Unwind that a bit and you’ll see a glimpse of how government works.
The Transportation Department website tells us that the big mission-accomplished moment — with speeches at a podium — for Route 16’s eastbound Nalley Valley project happened in summer 2014. It followed work on a westbound viaduct that opened in June 2011.
(A third, related job involves HOV lanes connecting to Interstate 5 and is to be done 2019ish, according to the website.)
So the road opened in August 2014, and yet speed limits — which were raised over the weekend — were 14 months later in changing.
One might think, right here: Isn’t that just a matter of switching out some road signs?

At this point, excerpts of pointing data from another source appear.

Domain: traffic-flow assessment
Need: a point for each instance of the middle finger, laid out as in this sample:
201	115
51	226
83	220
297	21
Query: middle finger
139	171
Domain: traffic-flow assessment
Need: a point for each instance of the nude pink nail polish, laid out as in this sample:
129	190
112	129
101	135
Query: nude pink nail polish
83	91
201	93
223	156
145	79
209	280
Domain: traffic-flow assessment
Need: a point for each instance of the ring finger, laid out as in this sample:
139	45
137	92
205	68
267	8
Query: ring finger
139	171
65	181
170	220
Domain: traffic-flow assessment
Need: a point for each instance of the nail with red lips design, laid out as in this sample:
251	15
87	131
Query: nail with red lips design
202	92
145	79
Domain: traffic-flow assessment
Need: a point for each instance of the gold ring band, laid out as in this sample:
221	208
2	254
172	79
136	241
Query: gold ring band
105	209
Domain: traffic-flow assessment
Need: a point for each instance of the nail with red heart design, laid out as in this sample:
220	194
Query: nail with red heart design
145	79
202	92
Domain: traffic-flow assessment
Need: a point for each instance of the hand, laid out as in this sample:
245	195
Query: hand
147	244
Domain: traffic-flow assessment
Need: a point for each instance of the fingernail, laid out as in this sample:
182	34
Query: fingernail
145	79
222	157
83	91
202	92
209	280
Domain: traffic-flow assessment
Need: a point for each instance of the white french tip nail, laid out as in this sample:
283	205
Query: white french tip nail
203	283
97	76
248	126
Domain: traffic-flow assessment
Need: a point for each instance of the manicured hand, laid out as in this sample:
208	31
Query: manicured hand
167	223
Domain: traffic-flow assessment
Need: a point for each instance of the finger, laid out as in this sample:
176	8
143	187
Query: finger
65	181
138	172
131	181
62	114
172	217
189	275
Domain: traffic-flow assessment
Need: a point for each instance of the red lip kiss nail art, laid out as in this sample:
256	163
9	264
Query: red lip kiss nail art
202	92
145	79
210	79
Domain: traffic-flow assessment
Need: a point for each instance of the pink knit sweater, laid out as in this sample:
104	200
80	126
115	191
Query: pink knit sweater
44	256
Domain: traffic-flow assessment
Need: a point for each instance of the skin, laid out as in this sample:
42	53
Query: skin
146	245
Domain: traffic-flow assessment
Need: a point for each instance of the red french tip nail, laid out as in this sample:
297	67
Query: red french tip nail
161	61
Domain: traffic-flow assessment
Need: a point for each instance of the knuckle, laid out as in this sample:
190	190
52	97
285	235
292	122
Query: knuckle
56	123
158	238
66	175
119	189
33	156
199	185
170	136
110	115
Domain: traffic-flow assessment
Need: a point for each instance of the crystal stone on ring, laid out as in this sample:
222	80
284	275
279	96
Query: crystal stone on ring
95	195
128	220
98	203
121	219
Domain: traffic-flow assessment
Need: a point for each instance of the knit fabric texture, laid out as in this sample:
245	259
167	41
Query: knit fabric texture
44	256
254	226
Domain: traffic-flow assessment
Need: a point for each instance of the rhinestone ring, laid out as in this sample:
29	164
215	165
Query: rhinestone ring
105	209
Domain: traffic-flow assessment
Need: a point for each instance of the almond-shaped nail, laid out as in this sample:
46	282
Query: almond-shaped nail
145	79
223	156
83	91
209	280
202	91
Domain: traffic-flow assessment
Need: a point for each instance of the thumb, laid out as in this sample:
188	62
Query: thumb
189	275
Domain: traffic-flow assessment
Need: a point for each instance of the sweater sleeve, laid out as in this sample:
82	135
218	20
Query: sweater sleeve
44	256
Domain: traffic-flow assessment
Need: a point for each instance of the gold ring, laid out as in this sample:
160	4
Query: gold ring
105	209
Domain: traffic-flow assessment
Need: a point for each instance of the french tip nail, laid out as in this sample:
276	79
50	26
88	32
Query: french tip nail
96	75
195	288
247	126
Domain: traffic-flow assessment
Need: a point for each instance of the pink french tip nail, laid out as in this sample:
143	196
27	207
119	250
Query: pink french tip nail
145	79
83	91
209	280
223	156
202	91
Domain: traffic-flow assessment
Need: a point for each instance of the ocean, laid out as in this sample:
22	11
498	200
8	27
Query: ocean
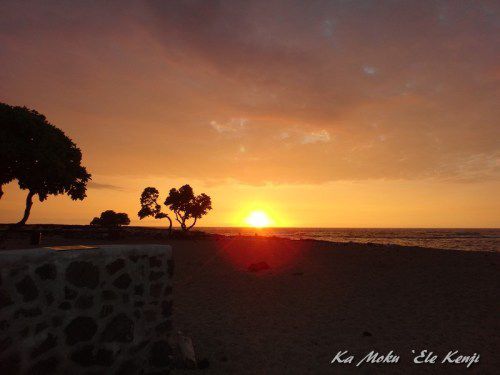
453	239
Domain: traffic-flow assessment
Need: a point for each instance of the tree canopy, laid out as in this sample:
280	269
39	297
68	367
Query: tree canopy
39	156
186	205
111	218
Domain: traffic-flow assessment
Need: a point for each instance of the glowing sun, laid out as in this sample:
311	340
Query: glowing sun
258	219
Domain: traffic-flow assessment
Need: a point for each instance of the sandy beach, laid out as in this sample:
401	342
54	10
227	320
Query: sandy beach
319	298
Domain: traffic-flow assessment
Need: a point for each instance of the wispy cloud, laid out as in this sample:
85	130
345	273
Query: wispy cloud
321	136
231	127
99	186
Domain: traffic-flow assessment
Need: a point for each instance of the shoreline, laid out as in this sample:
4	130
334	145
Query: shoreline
316	298
135	233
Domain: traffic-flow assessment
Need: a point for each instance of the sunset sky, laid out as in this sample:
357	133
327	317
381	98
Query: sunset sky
320	113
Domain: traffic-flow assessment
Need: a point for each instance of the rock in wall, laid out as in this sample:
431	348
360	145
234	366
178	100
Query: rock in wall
105	310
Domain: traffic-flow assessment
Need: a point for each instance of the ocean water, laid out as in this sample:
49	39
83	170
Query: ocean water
455	239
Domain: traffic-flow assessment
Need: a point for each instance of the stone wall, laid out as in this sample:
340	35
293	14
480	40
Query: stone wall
105	310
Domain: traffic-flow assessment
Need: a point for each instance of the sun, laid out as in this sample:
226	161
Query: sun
258	219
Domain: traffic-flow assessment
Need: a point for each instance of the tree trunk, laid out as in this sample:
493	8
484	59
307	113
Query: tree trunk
194	222
27	210
169	226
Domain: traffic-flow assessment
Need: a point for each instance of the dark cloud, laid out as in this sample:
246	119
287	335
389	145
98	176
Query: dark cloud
386	89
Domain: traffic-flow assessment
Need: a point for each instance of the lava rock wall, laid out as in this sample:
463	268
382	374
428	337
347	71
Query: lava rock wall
105	310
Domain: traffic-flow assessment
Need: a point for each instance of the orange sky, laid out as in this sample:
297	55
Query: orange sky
350	114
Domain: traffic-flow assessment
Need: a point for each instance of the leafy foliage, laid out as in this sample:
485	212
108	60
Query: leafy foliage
111	218
39	156
186	205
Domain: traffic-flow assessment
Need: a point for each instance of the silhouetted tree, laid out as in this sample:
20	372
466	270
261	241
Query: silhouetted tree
39	156
150	206
111	218
186	205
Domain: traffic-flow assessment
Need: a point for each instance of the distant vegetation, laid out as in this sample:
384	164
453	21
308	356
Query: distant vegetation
39	156
111	218
186	206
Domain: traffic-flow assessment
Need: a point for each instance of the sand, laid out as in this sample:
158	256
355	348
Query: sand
320	298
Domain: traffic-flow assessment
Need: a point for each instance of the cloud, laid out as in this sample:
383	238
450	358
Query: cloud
369	70
156	72
232	127
321	136
99	186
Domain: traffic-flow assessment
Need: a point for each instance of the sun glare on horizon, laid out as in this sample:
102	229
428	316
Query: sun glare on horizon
258	219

Shouldn’t they have had those painted up and ready to plug in if it was always the plan?
One answer is that there’s plans and then there’s government.
Perhaps less cynically, consider that in traffic engineering, the difference between the plan on paper and rubber meeting road could easy get folks very badly hurt. We’ll point here to Galloping Gertie’s remnants, currently a renowned octopus habitat at the bottom of the Tacoma Narrows.
The state tends to take a measure-twice-cut-once approach to matters of allowing us to cut loose a little on the open road.
Recall back in the spring that Gov. Jay Inslee signed a bill allowing 75 mile per hour speed limits on stretches of open highway if engineers found the road safe enough to handle it.
Six months later, the state has put up exactly zero 75 mph signs on Washington roadsides.
The Transportation Department, the Traffic Safety Commission and the Washington State Patrol are sorting out the criteria for allowing that, Bingham Baker wrote.
“Once those criteria are defined, they will look at the highway system to see which highways meet them,” she wrote. “They are several months away from making any decisions.”
Inslee’s message in signing that bill — he vetoed a section that found a piece of Interstate 90 already good for 75 mph driving — called for “a thorough safety assessment” before increasing allowable speeds. That’s how you get a long process.
In the case of state Route 16, there’s a Transportation Department memo dated May 12 that states the State Patrol and Transportation officials were already on board with speeding up the highway.
Five months later, it came through. That’s in the typical three- to six-month ballpark such changes usually require, according to Bingham Baker.
“We monitored traffic behavior after the construction was done and implemented the change when scheduling and resources allowed,” she wrote.
We requested information from the State Patrol on how many speeding tickets were issued on that stretch of state Route16 during those months. It has not yet been received.